Kimi Räikkönen sieht auch in seiner zweiten WRC-Rallye keine Zielrampe: Nach einem Überschlag am ersten Tag war der C4 zu schwer beschädigt.

Für Kimi Räikkönen hieß es bei der Rallye Mexiko im wahrsten Sinne des Wortes "Rock 'n' Roll": In der ersten Wertungsprüfung rammte er einen Felsen, in der siebten Wertungsprüfung überschlug er sich. Dazwischen verlor er noch wegen eines lockeren Schlauchs in der Benzinpumpe über eine halbe Stunde.

Der Überschlag am späten Nachmittag des ersten Tages bedeutete für Räikkönen aber das endgültige Aus bei der Rallye Mexiko. Er und Beifahrer Kaj Lindström blieben zwar zum Glück unverletzt, aber sein Citroën C4 WRC ist so schwer beschädigt, dass an ein Weiterfahren nicht zu denken ist. Dabei zeigte der "Iceman" auf mexikanischem Schotter gute Ansätze und holte trotz verbogener Lenkung dreimal Top-8-Zeiten. Doch kruz vor dem Tagesziel wurde er dann unsanft ausgebremst.

"Das war ziemliches Pech", rekapituliert der frühere Formel-1-Weltmeister. "Das Auto ist in einer rutschigen Bremszone nach außen gedriftet, wir sind auf den Rand der Piste gekommen und haben uns ein paar Mal überschlagen. Ich hatte mir von dieser Rallye einiges erwartet, aber es war erst mein siebter Lauf und ich lerne noch. Und wenn man lernt, ist es normal, dass einen etwas Unerwartetes aus der Bahn werfen kann. Und genau das ist mir passiert."

Am meisten enttäuscht Räikkönen, dass er nicht weiterfahren kann: "Denn ich wollte so viel Zeit wie möglich im Auto verbringen. Ich hatte wirklich ein gutes Gefühl und habe gepusht um zu sehen, was drin ist.

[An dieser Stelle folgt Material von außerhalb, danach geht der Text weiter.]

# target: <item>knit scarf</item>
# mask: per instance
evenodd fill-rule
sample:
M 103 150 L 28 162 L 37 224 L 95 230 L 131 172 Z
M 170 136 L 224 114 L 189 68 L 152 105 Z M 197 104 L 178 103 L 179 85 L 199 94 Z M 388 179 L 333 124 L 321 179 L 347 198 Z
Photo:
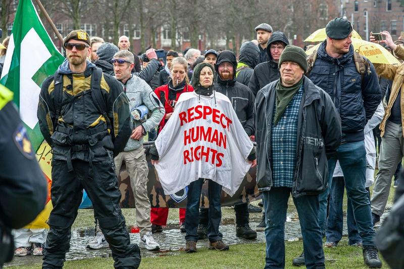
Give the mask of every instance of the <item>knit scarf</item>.
M 278 122 L 279 121 L 281 117 L 286 109 L 286 106 L 293 99 L 293 96 L 299 90 L 302 83 L 303 78 L 302 77 L 301 79 L 294 85 L 290 87 L 285 87 L 282 84 L 281 80 L 279 79 L 276 85 L 276 108 L 274 117 L 274 123 L 275 125 L 278 124 Z

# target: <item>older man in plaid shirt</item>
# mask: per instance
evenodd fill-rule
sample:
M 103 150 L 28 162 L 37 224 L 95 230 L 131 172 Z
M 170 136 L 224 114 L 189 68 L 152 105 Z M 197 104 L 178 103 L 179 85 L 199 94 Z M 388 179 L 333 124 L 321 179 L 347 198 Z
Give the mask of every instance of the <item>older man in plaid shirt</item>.
M 307 268 L 324 268 L 319 195 L 326 189 L 327 156 L 341 141 L 341 122 L 329 96 L 304 74 L 306 54 L 288 46 L 281 78 L 257 94 L 255 106 L 257 185 L 266 214 L 266 268 L 285 267 L 285 221 L 290 193 L 299 216 Z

Ich bin sicher, dass wir bei unserem nächsten Lauf stärker sein werden. Und obwohl ich heute enttäuscht bin, macht mir mein Rallyeabenteuer mit Red Bull doch viel Spaß."

"Es ist schade, dass wir die Rallye so beendet haben", pflichtet Co-Pilot Lindström bei. "Denn Kimi hat sich konstant gesteigert, sowohl beim Fahren als auch mit dem Aufschrieb. Wir sind in einer Bremszone abgeflogen, in der es erst in eine Links- und dann in eine Rechtskurve geht, mit viel Staub und Sand. Kimi ist perfekt nach Aufschrieb gefahren und so etwas kann jedem passieren. Bis dahin lief es wirklich gut und ich bin zuversichtlich, dass er bei unserer nächsten Rallye wieder auf Kurs ist. So etwas gehört nun einmal dazu."

Citroën-Junior-Teamchef Benoit Nogier bilanziert: "Am Vormittag hat Kimi wegen eines technischen Problems Zeit verloren, was überhaupt nicht sein Fehler war. Danach hat er einige beeindruckende Zeiten hingelegt. In der siebten Prüfung hat er beschlossen, etwas mehr Gas zu geben, weil er sich in dieser Prüfung wohlgefühlt hat. Leider ist er kurz vor dem Zeil abgeflogen und er kann nicht mehr unter SupeRally-Reglement weiterfahren, da sein Auto zu sehr beschädigt ist."

Der nächste Einsatz für Räikkönen ist die Jordanien-Rallye vom 31. März bis zum 3. April.